Working entirely on the device with the NVIDIA Jetson Orin computer module for the robot, the model successfully processes complex environmental commands.
As noted on the company’s tech blog, the model takes free-form instructions such as, *"Hold still for 2 seconds, then walk forward at 1 meter per second for 3 meters, hold the forward knee of one leg for 5 seconds, then walk backward at 0.5 meters per second for 3 meters,"* and automatically translate it into a structured multi-step program that calls on the pre-trained low-level skills provided by NVIDIA’s SONIC framework.

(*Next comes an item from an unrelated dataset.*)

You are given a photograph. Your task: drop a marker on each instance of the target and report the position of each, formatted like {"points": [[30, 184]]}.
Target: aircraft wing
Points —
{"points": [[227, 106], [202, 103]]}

Basic and post-trained models are available immediately on Hugging Face, with day one native support across the llama.cpp ecosystem (GGUF), MLX, vLLM, SGlang, and ONNX.
Dual use, open license for custom LFM
Liquid AI ships the LFM2.5-230M under the LFM Open License v1.0. Despite the word "turn on" in the article, this is not an Open Source Initiative (OSI) compliant license; it serves as a limited, dual-use framework.
For independent developers, researchers, and early-stage startups, the license works the same as open source software.
Users receive a perpetual, worldwide, royalty-free license to reproduce, modify, and distribute the model, provided they retain the original copyright notices and prominently identify any changes.
However, the license includes a strong "Limitation on Commercial Use". Any legal entity generating ten million dollars or more in annual revenue forfeits the right to use the model commercially under this agreement.
Large businesses that cross this financial threshold must negotiate a separate, paid commercial agreement with Liquid AI to release the model into production.
This strategy protects the company from having its intellectual property absorbed by large technology conglomerates for free, while producing the model at a low-level engineering level.